Why should I trust you? Explaining the predictions of any classifier

“Why Should I Trust You? Explaining the Predictions of Any Classifier Ribeiro et al., KDD 2016

You’ve trained a classifier and it’s performing well on the validation set – but does the model exhibit sound judgement or is it making decisions based on spurious criteria? Can we trust the model in the real world? And can we trust a prediction (classification) it makes well enough to act on it? Can we explain why the model made the decision it did, even if the inner workings of the model are not easily understandable by humans? These are the questions that Ribeiro et al. pose in this paper, and they answer them by building LIME – an algorithm to explain the predictions of any classifier, and SP-LIME, a method for building trust in the predictions of a model overall. Another really nice result is that by explaining to a human how the model made a certain prediction, the human is able to give feedback on whether the reasoning is ‘sound’ and suggest features to remove from the model – this leads to classifiers that generalize much better to real world data.

Consider two classifiers (Algorithm 1 and Algorithm 2 in the figure below) both trained to determine whether a document is about Christianity or atheism. Algorithm 2 performs much better in hold-out tests, but when we see why it is making its decisions, we realise it is actually much worse…

Magenta words are those contributing to the atheism class, green for Christianity. The second algorithm is basing its decision on “Posting”, “Host”, “Re” and “nntp” – words that have no connection to either Christianity or atheism, but happen to feature heavily in the headers of newsgroup postings about atheism in the training set.

What makes a good explanation?

It must be easily understandable by a human!

For example, if hundreds or thousands of features significantly contribute to a prediction, it is not reasonable to expect any user to comprehend why the prediction was made, even if individual weights can be inspected.

And it must meaningfully connect input variables to the response:

..which is not necessarily tue of the features used by the model, and thus the “input variables” in the explanation may need to be different than the features.

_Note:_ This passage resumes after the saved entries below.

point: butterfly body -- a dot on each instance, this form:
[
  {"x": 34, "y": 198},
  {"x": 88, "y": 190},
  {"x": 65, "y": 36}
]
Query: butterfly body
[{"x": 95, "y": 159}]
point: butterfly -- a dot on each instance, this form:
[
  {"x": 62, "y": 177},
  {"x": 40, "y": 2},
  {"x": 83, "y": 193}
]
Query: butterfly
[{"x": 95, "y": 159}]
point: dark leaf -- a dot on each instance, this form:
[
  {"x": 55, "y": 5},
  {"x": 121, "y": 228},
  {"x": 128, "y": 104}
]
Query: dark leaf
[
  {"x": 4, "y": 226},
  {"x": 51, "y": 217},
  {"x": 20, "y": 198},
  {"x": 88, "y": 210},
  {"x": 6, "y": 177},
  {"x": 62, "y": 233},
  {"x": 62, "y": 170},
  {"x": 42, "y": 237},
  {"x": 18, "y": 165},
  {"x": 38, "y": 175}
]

Furthermore, an explanation must have local fidelity: it should correspond to how the model behaves in the vicinity of the instance being predicted.

The ideal explainer, should also be able to explain any model, and thus be model-agnostic.

A key insight – local interpretation

Creating a globally faithful interpreter of a model’s decisions might require a complete description of the model itself. But to explain an individual decision we only need to understand how it behaves in a small local region. The idea reminds me a little bit of differentiation – overall the shape of the curve may be very complex, but if we look at just a small part we can figure out the gradient in that region.

Here’s a toy example from the paper – the true decision boundary in the model is represented by the blue/pink background. In the immediate vicinity of the decision (the bold red cross) though we can learn a much simpler explanation that is locally faithful even if not globally faithful.

The LIME algorithm produces Local Interpretable Model-agnostic Explanations.

The overall goal of LIME is to identify an interpretable model over the interpretable representation that is locally faithful to the classifier.

For text classification, an interpretable representation could be a vector indicating the presence or absence of a word, even though the classifier may use more complex word embeddings. For image classification an interpretable representation might be an binary vector indicating the ‘presence’ or ‘absence’ of a contiguous patch of similar pixels.

LIME works by drawing samples in the vicinity of the input to be explained and learning a linear classifier using locally weighted square loss, with a limit K set on the number of interpretable features.

Since [the algorithm] produces an explanation for an individual prediction, its complexity does not depend on the size of the dataset, but instead on time to compute f(x) [a model prediction] and on the number of samples N. In practice, explaining random forests with 1000 trees using scikit-learn on a laptop with N = 5000 takes under 3 seconds without any optimizations such as using gpus or parallelization. Explaining each prediction of the Inception network for image classification takes around 10 minutes.

From local explanation to model trust

The central idea here is that if we understand and trust the reasoning behind an individual prediction, and we repeat this process for a number of predictions that give good coverage of the input space, then we can start to build global trust in the model itself.

We propose to give a global understanding of the model by explaining a set of individual instances. This approach is still model agnostic, and is complementary to computing summary statistics such as held-out accuracy. Even though explanations of multiple instances can be insightful, these instances need to be selected judiciously, since users may not have the time to examine a large number of explanations. We represent the time/patience that humans have by a budget B that denotes the number of explanations they are willing to look at in order to understand a model. Given a set of instances X, we define the pick step as the task of selecting B instances for the user to inspect.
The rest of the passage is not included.